Returning to back to friction, the way in which a system “carries its own negativity” is a form of essential resistance to the imposition of will. That resistance may issue from how integral accidents (or costly responses to them) constrain the will-enhancing properties of the system from their theoretical peak effectiveness. But frequently even the fear of an accident is sufficient to act as a form of resistance. 5 Friction can be managed but never fully overcome.

To answer Greer’s question, a common schema for agency ought to compare different types of negativity. The language of systems, control, and agency is bloodless. What is most interesting is how something bleeds. Naively, saying something interesting about a mode of agency means describing how something that enables agency also can simultaneously inhibit it. If humans are unique, we should be unique in how we bleed.

Negativity of agency

The “negativity” of human agency can be found in one of its most important enabling components: imagination and reflective self-awareness. Our ability to dream is how we can live in more than just the immediate moment. But they also expose the chasm between our desires and our current state. There is danger in our dreams. They are beautiful things, but also the instruments of our individual and collective destruction.

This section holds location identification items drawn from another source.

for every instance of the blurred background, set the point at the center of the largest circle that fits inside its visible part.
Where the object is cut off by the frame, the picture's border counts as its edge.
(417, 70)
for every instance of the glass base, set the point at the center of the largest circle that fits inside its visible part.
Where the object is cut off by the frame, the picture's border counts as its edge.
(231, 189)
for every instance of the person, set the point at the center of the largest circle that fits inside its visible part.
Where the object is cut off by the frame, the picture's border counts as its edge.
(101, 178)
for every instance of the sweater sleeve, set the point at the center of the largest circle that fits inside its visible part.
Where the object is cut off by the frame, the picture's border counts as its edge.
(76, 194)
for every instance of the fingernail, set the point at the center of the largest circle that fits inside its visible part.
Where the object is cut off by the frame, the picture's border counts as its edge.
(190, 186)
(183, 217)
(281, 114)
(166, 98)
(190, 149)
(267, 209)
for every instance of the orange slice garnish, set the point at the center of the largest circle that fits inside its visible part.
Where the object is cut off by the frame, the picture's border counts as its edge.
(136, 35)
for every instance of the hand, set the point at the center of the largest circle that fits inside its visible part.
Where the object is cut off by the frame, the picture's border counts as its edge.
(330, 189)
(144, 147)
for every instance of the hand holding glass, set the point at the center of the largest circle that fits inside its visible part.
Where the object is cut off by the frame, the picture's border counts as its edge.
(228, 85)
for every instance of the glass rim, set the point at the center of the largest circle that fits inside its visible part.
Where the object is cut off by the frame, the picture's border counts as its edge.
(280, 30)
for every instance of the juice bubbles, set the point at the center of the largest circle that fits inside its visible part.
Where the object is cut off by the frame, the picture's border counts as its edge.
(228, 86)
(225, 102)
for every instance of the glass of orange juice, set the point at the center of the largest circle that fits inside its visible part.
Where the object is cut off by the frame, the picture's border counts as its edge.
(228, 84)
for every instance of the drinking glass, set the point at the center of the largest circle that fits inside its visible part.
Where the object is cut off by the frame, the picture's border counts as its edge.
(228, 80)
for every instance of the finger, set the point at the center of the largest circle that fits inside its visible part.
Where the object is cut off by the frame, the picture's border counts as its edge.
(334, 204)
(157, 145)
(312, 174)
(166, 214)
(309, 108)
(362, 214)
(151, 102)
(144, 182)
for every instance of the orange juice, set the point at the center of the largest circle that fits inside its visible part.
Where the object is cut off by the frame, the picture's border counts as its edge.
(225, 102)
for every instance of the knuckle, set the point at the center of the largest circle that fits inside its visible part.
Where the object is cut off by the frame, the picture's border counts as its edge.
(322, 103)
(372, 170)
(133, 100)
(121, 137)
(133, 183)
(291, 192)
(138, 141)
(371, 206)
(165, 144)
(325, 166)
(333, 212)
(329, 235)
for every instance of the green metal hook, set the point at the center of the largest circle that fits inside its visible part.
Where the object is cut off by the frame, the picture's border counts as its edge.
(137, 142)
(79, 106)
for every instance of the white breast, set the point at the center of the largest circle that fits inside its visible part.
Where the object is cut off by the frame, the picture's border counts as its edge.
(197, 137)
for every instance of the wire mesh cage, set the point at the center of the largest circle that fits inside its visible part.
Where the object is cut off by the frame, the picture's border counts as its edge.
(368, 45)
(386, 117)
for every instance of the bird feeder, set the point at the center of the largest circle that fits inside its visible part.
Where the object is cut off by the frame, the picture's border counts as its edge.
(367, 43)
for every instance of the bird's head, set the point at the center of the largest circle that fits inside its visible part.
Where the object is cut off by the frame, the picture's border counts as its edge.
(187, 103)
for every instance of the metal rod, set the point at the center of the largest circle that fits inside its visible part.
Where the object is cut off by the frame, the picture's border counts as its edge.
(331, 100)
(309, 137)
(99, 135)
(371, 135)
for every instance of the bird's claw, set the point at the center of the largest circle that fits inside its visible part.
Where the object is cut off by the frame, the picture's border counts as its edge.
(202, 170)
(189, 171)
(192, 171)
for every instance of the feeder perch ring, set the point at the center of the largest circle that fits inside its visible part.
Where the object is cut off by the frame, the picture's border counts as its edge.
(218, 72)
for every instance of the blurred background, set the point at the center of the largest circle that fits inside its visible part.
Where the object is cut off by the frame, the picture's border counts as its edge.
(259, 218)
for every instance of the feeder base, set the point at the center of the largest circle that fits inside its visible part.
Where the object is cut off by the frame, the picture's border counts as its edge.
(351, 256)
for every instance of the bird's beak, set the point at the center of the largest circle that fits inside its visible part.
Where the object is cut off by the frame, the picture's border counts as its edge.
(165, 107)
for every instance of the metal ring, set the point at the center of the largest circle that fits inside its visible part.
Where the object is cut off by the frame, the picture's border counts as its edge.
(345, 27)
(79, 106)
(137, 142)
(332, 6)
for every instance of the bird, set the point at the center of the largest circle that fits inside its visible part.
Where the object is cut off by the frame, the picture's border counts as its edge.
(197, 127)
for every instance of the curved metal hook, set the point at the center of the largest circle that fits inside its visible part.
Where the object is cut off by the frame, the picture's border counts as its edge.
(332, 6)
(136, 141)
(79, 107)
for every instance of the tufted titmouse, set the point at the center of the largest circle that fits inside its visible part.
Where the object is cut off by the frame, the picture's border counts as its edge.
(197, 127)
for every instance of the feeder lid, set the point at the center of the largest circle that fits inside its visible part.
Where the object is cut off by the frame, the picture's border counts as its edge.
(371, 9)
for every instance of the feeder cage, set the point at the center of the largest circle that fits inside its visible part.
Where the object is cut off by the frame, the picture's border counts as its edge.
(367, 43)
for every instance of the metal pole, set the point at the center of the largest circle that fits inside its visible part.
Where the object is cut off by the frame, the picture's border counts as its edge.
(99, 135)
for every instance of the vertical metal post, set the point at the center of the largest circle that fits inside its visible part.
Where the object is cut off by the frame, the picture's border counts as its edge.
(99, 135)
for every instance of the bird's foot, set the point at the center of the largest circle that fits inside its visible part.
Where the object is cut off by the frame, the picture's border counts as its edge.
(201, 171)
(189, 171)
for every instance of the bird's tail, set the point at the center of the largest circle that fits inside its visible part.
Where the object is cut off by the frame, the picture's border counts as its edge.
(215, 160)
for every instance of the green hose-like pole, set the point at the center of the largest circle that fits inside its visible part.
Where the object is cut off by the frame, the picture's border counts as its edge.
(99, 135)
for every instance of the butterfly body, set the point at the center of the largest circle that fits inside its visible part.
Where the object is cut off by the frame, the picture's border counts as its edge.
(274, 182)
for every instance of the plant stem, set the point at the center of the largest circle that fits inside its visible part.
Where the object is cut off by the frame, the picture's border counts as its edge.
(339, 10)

I will, over a series of posts, explore this conundrum in further detail. In my own case, the negativity of good writing is indulging my tendency to layer on too much detail and verbosity and lose track of the point I’m trying to make.

Footnotes

  1. On the landing page, I say I’m interested in why things succeed and fail. The second post after this — though not part of this intended analytic series — looks at something vaguely relevant to the overarching theme.

  2. Exploit programming teaches us just as much about computer science as more conventional study of the theory and practice of computation. In medicine, the absence or disturbance of particular biological structures has often enhanced our understanding of the human body as a whole.

  3. For example, our current quality of life is a function of worldwide networks of communication, travel, and commerce. However, they also are generally the vector by which devastating pandemics like COVID-19 spread. Even the very origin of the coronavirus itself may lie in cross-contamination enabled by a Chinese animal market. These kinds of complex disasters are not just integral to (post-)modernity, they also raise difficult questions about who ought to have authority in combating them. In summary, they deprive us of a desired sense of agency and control. However, such inversion of agency may be an inescapable consequence of the bargain we have already made.

  4. The mathematician Kurt Gödel allegedly discovered a fatal flaw in the US constitution but was told by Albert Einstein to avoid mentioning it to expedite his immigration to America. However, historians and political scientists often diagnose such flaws when surveying past and present political events. Juan Linz’s famous paper on the “perils of presidentialism” argues that presidential systems generate unique kinds of democracy-threatening crises. Danny Orbach makes a similar case about the post-Meiji constitutional order and Japan’s path to World War II.

  5. A system falls well short of its potential because of low risk tolerance for the consequences of a design tradeoff that may only be discovered post-hoc. Improvements to the system will similarly be bounded by that risk tolerance.